Donald Trump riposte à la Cour suprême avec une taxe douanière mondiale de 10%
Le président américain Donald Trump a annoncé vendredi 20 février 2026 l'imposition d'une nouvelle taxe douanière mondiale de 10%, lors d'une conférence de presse à la Maison Blanche. Cette décision fait suite au revers infligé par la Cour suprême des États-Unis, qui a jugé illégale une grande partie des droits de douane précédemment mis en place par l'administration Trump.

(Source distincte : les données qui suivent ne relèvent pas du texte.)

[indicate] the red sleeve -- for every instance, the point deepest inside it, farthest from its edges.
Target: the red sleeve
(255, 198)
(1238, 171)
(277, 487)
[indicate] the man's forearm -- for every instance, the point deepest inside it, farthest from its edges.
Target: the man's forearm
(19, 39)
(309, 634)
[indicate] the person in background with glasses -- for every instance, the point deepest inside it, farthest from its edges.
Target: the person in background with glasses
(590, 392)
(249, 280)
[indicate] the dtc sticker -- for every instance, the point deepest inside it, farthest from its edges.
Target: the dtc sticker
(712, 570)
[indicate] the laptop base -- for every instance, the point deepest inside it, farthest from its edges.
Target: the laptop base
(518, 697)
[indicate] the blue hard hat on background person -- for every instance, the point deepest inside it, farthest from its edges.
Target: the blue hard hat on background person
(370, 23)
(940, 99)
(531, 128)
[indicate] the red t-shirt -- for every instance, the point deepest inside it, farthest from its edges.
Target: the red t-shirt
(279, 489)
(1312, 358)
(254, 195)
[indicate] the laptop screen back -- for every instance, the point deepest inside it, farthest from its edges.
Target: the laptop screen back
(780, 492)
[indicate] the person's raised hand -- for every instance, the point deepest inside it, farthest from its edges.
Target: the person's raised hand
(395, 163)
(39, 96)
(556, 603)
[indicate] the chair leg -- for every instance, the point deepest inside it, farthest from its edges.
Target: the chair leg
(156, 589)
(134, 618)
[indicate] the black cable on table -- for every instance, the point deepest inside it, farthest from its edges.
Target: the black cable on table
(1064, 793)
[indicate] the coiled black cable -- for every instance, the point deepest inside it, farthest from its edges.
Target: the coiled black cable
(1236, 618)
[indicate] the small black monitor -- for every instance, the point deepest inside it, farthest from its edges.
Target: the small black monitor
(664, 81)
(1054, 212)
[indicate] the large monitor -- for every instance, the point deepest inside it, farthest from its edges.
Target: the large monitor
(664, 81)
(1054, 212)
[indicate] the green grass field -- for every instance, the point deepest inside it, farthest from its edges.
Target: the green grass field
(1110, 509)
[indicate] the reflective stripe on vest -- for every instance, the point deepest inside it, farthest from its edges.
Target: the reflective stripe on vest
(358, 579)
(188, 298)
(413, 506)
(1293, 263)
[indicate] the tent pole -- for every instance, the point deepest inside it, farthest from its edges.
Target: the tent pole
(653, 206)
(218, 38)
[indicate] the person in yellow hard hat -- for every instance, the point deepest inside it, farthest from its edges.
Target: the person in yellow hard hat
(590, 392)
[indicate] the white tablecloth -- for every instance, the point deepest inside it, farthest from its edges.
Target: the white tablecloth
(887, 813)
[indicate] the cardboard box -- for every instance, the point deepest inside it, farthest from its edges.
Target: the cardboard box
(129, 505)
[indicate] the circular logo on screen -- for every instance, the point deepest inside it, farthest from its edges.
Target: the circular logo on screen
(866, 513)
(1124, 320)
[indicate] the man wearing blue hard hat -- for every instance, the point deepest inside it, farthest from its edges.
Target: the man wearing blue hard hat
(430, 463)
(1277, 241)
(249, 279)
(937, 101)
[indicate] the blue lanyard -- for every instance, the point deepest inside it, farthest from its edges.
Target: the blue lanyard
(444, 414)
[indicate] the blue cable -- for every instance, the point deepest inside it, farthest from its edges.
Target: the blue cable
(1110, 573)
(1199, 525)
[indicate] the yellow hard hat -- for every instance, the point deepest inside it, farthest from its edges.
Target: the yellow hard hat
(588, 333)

Une réponse musclée à la décision judiciaire
Donald Trump s'est dit "profondément déçu" par la décision de la plus haute juridiction américaine, qualifiant celle-ci de "terrible décision" et exprimant sa "honte absolue". Le président a vivement critiqué les juges qui se sont prononcés contre ses mesures tarifaires, accusant la Cour suprême d'avoir cédé face à des "influences étrangères".
"Nous allons passer les cinq prochaines années devant les tribunaux", a déclaré Donald Trump concernant le remboursement des droits de douane précédemment perçus, estimant que cette question n'était "pas abordée" dans la décision de la Cour suprême.
Une nouvelle taxe douanière mondiale
Le président américain a précisé que cette nouvelle taxe de 10% "va s'ajouter à nos droits de douane normaux déjà en vigueur". Paradoxalement, il a estimé que la décision défavorable de la Cour suprême le rendait en réalité "plus puissant" en matière de réglementation commerciale et de politiques douanières.
Donald Trump a annoncé qu'il signerait un décret pour imposer cette taxe en vertu de la section 122 du Trade Act de 1974, tout en maintenant les droits de douane existants liés à la sécurité nationale (section 232) et aux pratiques commerciales déloyales (section 301).
Conséquences sur les accords commerciaux
Le président a précisé que "la plupart" des accords négociés sur les droits de douane depuis le printemps dernier restaient valables, mais que "certains ne le resteront pas" et seraient remplacés par les nouvelles mesures. Cette situation concerne particulièrement l'Union européenne, dont l'accord commercial avec les États-Unis devient incertain.
"D'autres options seront désormais utilisées pour remplacer celles que la cour a rejetées à tort", a affirmé le chef d'État américain, ajoutant : "Nous avons d'excellentes options. Cela pourrait rapporter encore plus d'argent ; nous encaisserons davantage et nous en sortirons beaucoup plus forts."
Réactions internationales et divisions politiques
La décision de Donald Trump a suscité diverses réactions :
- Mexique : Le ministre de l'économie Marcelo Ebrard a appelé à la patience, soulignant que 85% des exportations mexicaines vers les États-Unis bénéficient de l'accord de libre-échange.
- Allemagne : Berlin a déclaré rester "en contact étroit" avec Washington pour garantir la stabilité des relations commerciales.
- France : Le ministre de l'économie Roland Lescure a estimé que les droits de douane "étaient pour le moins sujets à débat" et n'étaient pas la "recette magique" espérée.
Au sein du Parti républicain, des divisions apparaissent. Certains élus comme le sénateur Rand Paul ont salué la décision de la Cour suprême, tandis que le vice-président J.D. Vance a dénoncé une décision "illégale". Les démocrates, quant à eux, ont présenté le jugement comme un désaveu de l'"excès de pouvoir" de l'exécutif.
Impact économique immédiat
Wall Street a accueilli favorablement la décision de la Cour suprême, avec des hausses modérées des principaux indices boursiers. Le Dow Jones a progressé de 0,47%, le Nasdaq de 0,90% et le S&P 500 de 0,69%.
Le secrétaire au Trésor américain Scott Bessent a pour sa part assuré que les nouvelles mesures tarifaires aboutiraient à des "recettes douanières pratiquement inchangées en 2026".
Cette annonce intervient dans un contexte où le Mexique, deuxième économie d'Amérique latine, a enregistré en 2025 sa pire performance économique depuis la pandémie de Covid-19, en raison des tensions commerciales persistantes avec les États-Unis.